While actually doing so was a skill issue because of the difficulty of many games back then, it was usually the case that most games back in the 8-bit & 16-bit days could be beaten in a single sitting. It makes sense, since most games lacked the ability to save data (though some had battery backup) and memory cards weren't a thing yet, so devs had to make games that players could beat in 2-3 hours tops. The few games that did have battery backup to allow for save data were typically games meant to be long, like JRPGs. Some of those did have problems with bloat in the form of level grinding, but that was arguably a necessity because of how small the game worlds were (you could breeze through the original Dragon Quest in a couple of hours tops if you could start at max level). By the 16-bit era, enforced level grinding fell by the wayside; I was able to progress through Final Fantasy IV without having to grind, yet the game still took like 40 hours.

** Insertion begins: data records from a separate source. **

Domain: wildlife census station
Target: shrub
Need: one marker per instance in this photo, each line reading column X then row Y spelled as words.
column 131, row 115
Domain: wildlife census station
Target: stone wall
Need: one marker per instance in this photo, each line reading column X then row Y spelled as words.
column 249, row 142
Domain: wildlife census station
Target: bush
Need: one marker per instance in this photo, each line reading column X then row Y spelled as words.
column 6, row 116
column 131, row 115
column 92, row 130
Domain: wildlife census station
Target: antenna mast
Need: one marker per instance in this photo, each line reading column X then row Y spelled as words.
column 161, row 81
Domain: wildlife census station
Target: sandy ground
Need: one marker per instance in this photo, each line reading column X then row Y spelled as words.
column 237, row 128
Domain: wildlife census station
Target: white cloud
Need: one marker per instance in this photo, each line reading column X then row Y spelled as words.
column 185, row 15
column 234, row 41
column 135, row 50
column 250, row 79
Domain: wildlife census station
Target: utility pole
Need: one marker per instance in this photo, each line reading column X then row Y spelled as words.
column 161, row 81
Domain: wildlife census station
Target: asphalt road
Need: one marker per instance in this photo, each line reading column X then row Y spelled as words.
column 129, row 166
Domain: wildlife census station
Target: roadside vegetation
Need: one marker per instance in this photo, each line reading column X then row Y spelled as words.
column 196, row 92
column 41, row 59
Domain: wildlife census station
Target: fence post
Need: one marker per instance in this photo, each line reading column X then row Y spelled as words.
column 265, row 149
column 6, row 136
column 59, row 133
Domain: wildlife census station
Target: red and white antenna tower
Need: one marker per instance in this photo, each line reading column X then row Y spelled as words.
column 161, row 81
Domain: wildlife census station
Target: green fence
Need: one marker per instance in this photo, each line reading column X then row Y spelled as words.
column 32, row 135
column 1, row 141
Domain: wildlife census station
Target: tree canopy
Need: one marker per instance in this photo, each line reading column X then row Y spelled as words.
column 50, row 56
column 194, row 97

But as games moved to 3D and the ability to save progress became the norm, games have gotten bigger and bigger. Long games stopped being the sole purview of JRPGs. Now everybody wanted to tell some grand story. In a medium that's desperate to prove itself to older entertainment media, video games constantly sought to make ever more epic adventures with larger game worlds. Games that took 8-10 hours became commonplace. Then open-world games became a thing, with maps growing and growing over time, and more and more games started to take 20, 30, 40 hours or more. Developers had to fill these increasingly large maps with various tasks for players to accomplish to justify a map that big. Sadly, so much of that involves a bunch of repetitive checklist objectives, and even when devs actually try to come up with a good variety of things to do, there's still a lot of repetition because there's only so many unique things to do.
Sadly, gamers are partly to blame as well. "Short" became a dirty word at some point, along with "linear." Many of them boiled the value of a single-player game down to a "price divided by hours to beat" metric (which I think is overly simplistic bullshit, because it ignores a lot of other things, including replay value) and have demanded games that take a ludicrous amount of time to 100%.
Honestly, I'd like to see the return of the "AA" game, something that fills the gap between the massive Triple-A games and indie titles. With film there's a wide variety of budgets and crew sizes, not just "mega blockbuster" and "small indie film" with no in-between. Why not have that be the case in video games as well? We need more shorter games of high quality that I could reasonably beat in just a few hours tops. Single-player-only FPS campaigns closer in scale to the the original Halo. Survival horror games of the scale of the PS1 Resident Evil games (RE3 Remake kinda fits this). 2D platformers the scale of classic 2D Mario or Mega Man. Shoot-em-ups like Gradius & R-Type. I'd be willing to spend full price on such games, though $40 would be a better compromise because of general perceptions of cost/time-to-beat.